Paying no attention at all to either Tim or our guards he made a beeline direct for Michael and I, waving and shouting as though entirely unaware that his appearance alone was quite sufficient to attract our attention. “It’s you, yes you!” he cried out excitedly. “It is you, isn’t it?”
“Is it?” I found myself responding uncertainly. After all, the effect of his bizarre approach was such as to render me not entirely confident that I was in fact me.
The stranger quickly flicked through the pages of the notebook hanging around his neck. “No, it is you,” he confirmed decisively. “I saw you, both of you. You were talking to Martin Croft in the street.”
“Oh yes, that was us,” I confessed.
“Do you know where he is? I need to speak to him rather urgently.”
“Martin’s been, er… unavoidably detained,” explained Michael. “Is there anything we can help you with?”
The stranger glanced a full 360 degrees around with a distinctly conspiratorial air, though his eyes passed over the imperturbable figures of our two guards without appearing to take any notice. When he came back round to us he looked pointedly upwards. “There have been strange things in the skies,” he said in a stage whisper. “It didn’t look like them but you never can tell.”

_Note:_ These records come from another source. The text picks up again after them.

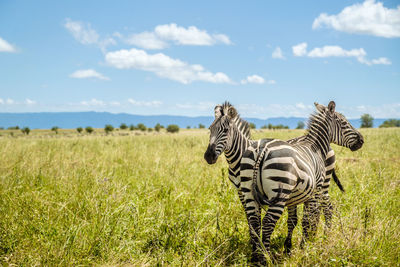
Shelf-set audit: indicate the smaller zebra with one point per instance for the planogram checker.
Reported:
(278, 174)
(326, 204)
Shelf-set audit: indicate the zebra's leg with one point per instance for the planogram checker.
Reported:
(326, 203)
(310, 219)
(274, 212)
(292, 222)
(254, 221)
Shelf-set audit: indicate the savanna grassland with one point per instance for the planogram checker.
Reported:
(148, 199)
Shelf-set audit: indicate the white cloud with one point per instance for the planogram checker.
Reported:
(115, 103)
(300, 49)
(163, 66)
(277, 53)
(81, 32)
(6, 46)
(337, 51)
(163, 34)
(154, 103)
(200, 106)
(147, 40)
(253, 79)
(84, 34)
(370, 18)
(30, 102)
(189, 36)
(89, 73)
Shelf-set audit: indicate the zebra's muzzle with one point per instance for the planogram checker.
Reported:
(210, 155)
(358, 144)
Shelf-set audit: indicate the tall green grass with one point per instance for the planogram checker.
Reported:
(147, 200)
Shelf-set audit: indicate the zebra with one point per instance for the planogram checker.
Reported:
(230, 134)
(330, 173)
(278, 174)
(226, 117)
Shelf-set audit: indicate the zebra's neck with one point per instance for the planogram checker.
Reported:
(240, 141)
(319, 134)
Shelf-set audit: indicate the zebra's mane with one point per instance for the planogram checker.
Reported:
(241, 124)
(315, 119)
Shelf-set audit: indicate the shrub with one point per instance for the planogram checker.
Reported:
(108, 128)
(173, 128)
(89, 129)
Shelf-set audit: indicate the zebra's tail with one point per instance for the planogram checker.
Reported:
(337, 181)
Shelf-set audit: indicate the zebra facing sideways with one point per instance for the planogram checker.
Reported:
(326, 204)
(230, 134)
(279, 174)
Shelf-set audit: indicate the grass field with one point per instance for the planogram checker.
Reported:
(147, 199)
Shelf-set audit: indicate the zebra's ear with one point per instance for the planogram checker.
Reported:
(218, 111)
(331, 107)
(232, 113)
(320, 108)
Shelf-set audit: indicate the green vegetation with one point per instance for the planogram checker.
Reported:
(123, 126)
(89, 129)
(55, 129)
(153, 200)
(142, 127)
(25, 130)
(390, 123)
(367, 121)
(157, 127)
(300, 125)
(173, 128)
(108, 128)
(274, 127)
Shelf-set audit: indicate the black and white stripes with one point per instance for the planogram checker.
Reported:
(289, 173)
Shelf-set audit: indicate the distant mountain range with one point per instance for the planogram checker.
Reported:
(66, 120)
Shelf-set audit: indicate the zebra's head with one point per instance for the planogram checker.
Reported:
(220, 132)
(343, 133)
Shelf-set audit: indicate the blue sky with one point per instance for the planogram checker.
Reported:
(268, 58)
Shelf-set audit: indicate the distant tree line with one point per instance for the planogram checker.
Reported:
(274, 127)
(366, 122)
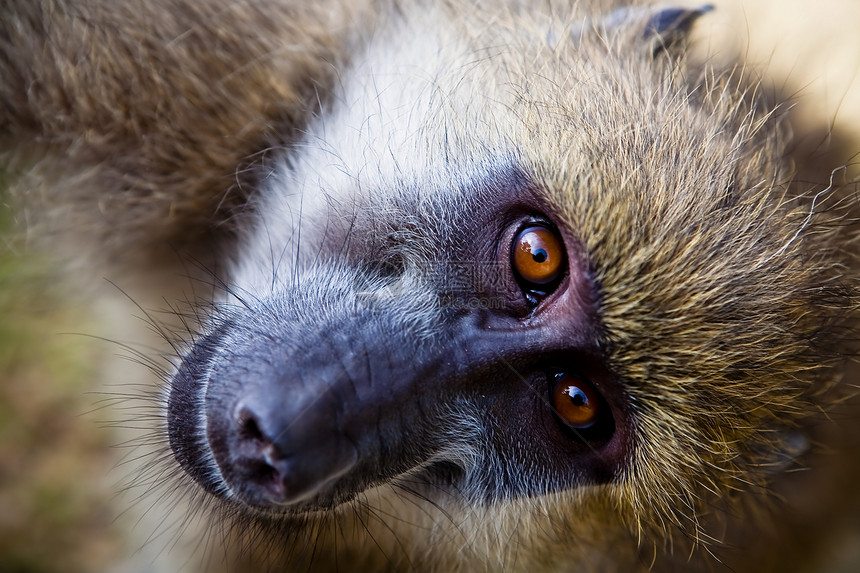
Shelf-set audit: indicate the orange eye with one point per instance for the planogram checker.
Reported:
(575, 401)
(538, 255)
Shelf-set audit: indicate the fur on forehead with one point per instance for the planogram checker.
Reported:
(431, 100)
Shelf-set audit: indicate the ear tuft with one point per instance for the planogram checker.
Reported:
(665, 27)
(668, 26)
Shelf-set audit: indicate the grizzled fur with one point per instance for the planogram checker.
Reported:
(355, 164)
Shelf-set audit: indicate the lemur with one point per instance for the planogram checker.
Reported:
(502, 285)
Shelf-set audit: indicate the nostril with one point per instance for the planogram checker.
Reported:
(256, 459)
(273, 451)
(249, 427)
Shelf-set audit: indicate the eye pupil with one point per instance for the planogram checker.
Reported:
(575, 401)
(577, 396)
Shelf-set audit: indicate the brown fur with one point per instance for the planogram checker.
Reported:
(147, 121)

“It didn’t look like who?” asked Michael, vaguely bewildered.
The stranger leaned a little closer and dropped his voice even lower. “Explorers,” he murmured.
An almost forgotten connection suddenly lit up in the back of my head. “Colonel Pendlebury?” I asked hesitantly.
The stranger jumped smartly to attention. “At your service,” he replied proudly. Then, almost as abruptly, his forehead wrinkled in concern. “How do you know my name?”
“Martin told us,” I hastened to explain. “We were hoping to speak to you. He said you might know a bit about the Explorer’s Club.”
Colonel Pendlebury anxiously fingered his belt of mirrors. “What do you know of the Explorer’s Club?” he asked us warily.
“Not a great deal,” admitted Michael.
“Someone we know seems to have got mixed up with them and we just wanted to find out a bit about what they might be up to,” I said.
Colonel Pendlebury flicked through his notebook again and did another 360 degree take of the area. He glared keenly at us for a moment. “I can tell you all about the Explorer’s Club,” he finally announced. “But you’d better come inside. You never know who may be listening out here.”